Researchers at the National University of Singapore (NUS) have developed a glove that they claim restores hand functionality to victims of nerve-damaging injuries, or afflictions such as a stroke, better than conventional rehabilitation tools.
EsoGlove monitors muscle signals in the hand using a series of sensors. Unlike traditional hand rehabilitation tools, the glove doesn’t feature heavy, rigid components, making it both more comfortable and easier to use, according to the research team.
“EsoGlove is unique as it is made entirely of soft components and does not require complicated mechanical setups,” said Raye Yeow, an assistant professor in NUS’ department of biomedical engineering, in a statement from the university. “The main body of the glove is made of fabric, with soft actuators embedded. It also has adjustable Velcro straps to cater to different hand sizes,”
The glove is connected to a pump-valve control system that moderates the air pressure used to control the soft actuators. When the pressure is delivered to the actuators, they apply force to the part of the glove covering the fingers, promoting bending and extending of the limbs, and improving various other functions of the hand. If a patient wants to isolate one finger for an action like pointing, they are able to do so because each of the actuators function individually.
The EsoGlove’s control mechanism incorporates electromyography and radio-frequency identification technologies, allowing the device to identify when a patient is about to handle a certain object. For example, when the patient is about to grip a can of soda, the glove would help to assist the hand in the action.
EsoGlove also provides more portability than traditional hand rehabilitation tools, according to Yeow.
“For patients to restore their hand functions, they need to go through rehabilitation programs that involve repetitive tasks such as gripping and releasing objects,” he said. “These exercises are often labour intensive and are confined to clinical settings. EsoGlove is designed to enable patients to carry out rehabilitation exercises in various settings – in the hospital wards, rehabilitation centres and even at home.”

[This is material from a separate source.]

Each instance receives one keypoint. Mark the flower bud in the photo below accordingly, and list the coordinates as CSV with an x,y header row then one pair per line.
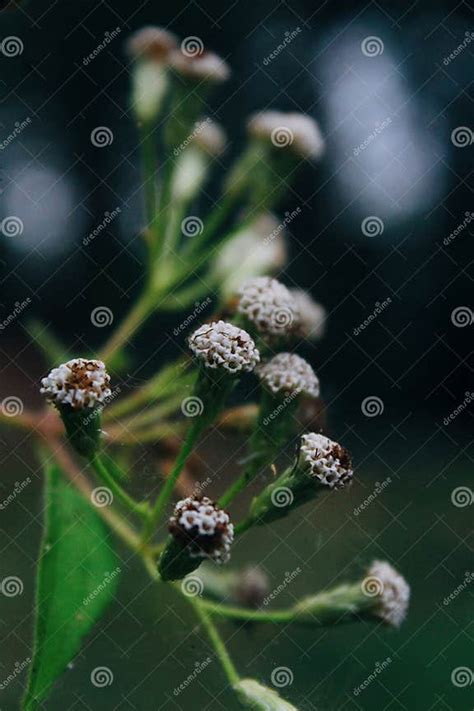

Bedridden patients might use a “table-top” version of the EsoGlove to recover, while patients rehabilitating at home could use the “waist-belt” version.
“With this unique approach, we can develop therapeutic tools using safe and wearable robotic technology,” said Dr. Lim Jeong Hoon, a member of the EsoGlove team and the NUS Department of Medicine. “Patients can take the initiative in their own rehabilitative process, rather than being passive recipients of therapists’ intervention.”
“As the soft actuators in the EsoGlove are made from non-ferromagnetic materials, they are suitable for use in functional magnetic resonance imaging studies,” said Yap Hong Kai, an EsoGlove team member and a graduate student in NUS’ school of integrative sciences and engineering. “We hope that the robotic glove can contribute towards investigating the brain’s activity in relation to motor performance during hand rehabilitation, and unravel the functional effects of soft rehabilitation robotics on brain stimulation,”
The EsoGlove team is slated in February to begin clinical studies for the purpose of evaluating the glove’s performance. They will use the six month study to gather input from 30 patients.